Fig. 3.. Lysyldiacylglycerol-lysX: a conserved mycobacterial virulence pair.
(A) Subset of a phylogenetic tree of LysX amino acid sequence shows the conservation of lysX across mycobacteria, with MprF-domain enzyme classification described previously (38). (B) Mass chromatograms show the distribution of representative lysyldiacylglycerol (lysylDAG) acylforms across mycobacteria profiled. (C) The z-score intensities of acylforms of lysylDAG, diacylglycerol (DAG), and phosphatidylethanolamine (PE) were plotted as scaled circles in biological quadruplicate lipid extracts from 3 Mtb strains and 12 mycobacteria grown in parallel. (D) Mass chromatograms of lysylDAG and DAG in M. marinum (Mm) WT, lysX transposon mutant (TnlysX) and lysX complement (TnlysX::hsp60::lysX) show lysX dependence. (E) A threshold of two-fold change and P-value < 0.01 in a compound lipidomic contrast of Mm WT and lysX complement against TnlysX identified lipids significantly changed by lysX disruption. Strains were grown in biological triplicate, representative of two independent experiments. (F) 142 monoisotopic features were enriched in Mm TnlysX. Grouping and lead compound collisional MS identified 74 acylforms of triacylglycerol (TAG) and 2 acylforms of phosphatidylethanolamine (PE). (G) 72 monoisotopic features were enriched in Mm WT and ::lysX. Grouping and lead compound collisional-MS identified 25 acylforms of DAG, 1 of TAG, and 7 of lysylDAG. Representative single ion chromatograms of (H) PE and TAG show enrichment in both TnlysX (black) and ::lysX (blue), whereas (I) DAG, lysylDAG, and TAG show enrichment in Mm WT (red) and ::lysX (blue). lysylDAG was absent in the lysX mutant. (J) Chromatographic areas in the Mm lysX lipidome were summed and significant differences were evaluated by two-way ANOVA with Tukey’s post-test (*: P < 0.05; **: P < 0.01; ***: P < 0.001; ****: P < 0.0001). (K) M. marinum burden in zebrafish infection measured using bacterial mCerulean fluorescence. Data shows one representative experiment of 3 biological replicates with 30–60 independent infections per replicate. Median and 95% confidence interval are displayed. Statistical analyses were performed using one-way Welch’s ANOVA followed by a Dunnett’s T3 multiple comparison test of each group to the WT strain (ns: P > 0.05; **: P ≤ 0.01; ***: P ≤ 0.001; ****: P < 0.0001). (L) Representative images from zebrafish, depicted in (K) in pink, infected with an initial dose of 150–200 fluorescence units of either WT or TnlysX at 4 days post infection.
Fig. 4.
Fig. 4.. Lysyldiacylglycerol in firmicutes.
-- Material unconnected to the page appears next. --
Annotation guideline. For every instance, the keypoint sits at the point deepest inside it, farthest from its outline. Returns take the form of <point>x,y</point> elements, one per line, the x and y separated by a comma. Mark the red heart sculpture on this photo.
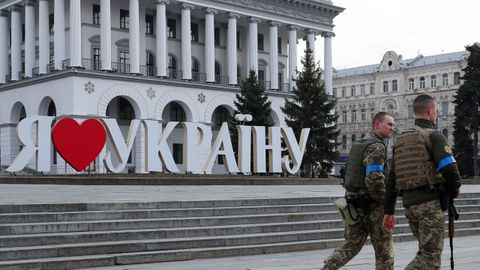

(A) Amino acid sequence phylogeny of major MprF-domain containing proteins in actinobacteria and firmicutes show three clades. (B) A comparative lipidome of S. aureus 113 WT against the ΔmprF mutant was used to identify mprF-dependent features in biological triplicate (C) Grouping by transformed mass defect, 5 families with > 2-fold change were enriched in the S. aureus WT strain, Benjamini-Hochberg adjusted P value < 0.01. (D) One family consistent with a known product was identified as lysyl phosphatidylglycerol (lysylPG). (E) Representative chromatograms show the lysylPG acylform distribution S. aureus WT, left, and mass chromatogram showing absence in the mprF mutant, right. (F and H) Two previously unknown families were identified by collisional MS as an (F) hexosyl-modified lysylPG (hexlysylPG) and (H) lysyldiacylglycerol (lysylDAG). (G and I) Representative mass chromatograms show the acylform distribution of hexlysylPG and lysylDAG in S. aureus WT, left, and mass chromatogram showing absence in the mprF mutant, right, consistent with MprF products, and (J) show detection of lysylPG, lysylDAG, and DAG across growth phases. (K) A summary figure maps the identification of lysylDAG in the ‘lipidome of unknowns’ of Mtb H37Rv, extending this discovery to representative mycobacteria dependent on lysX and to S. aureus dependent on mprF.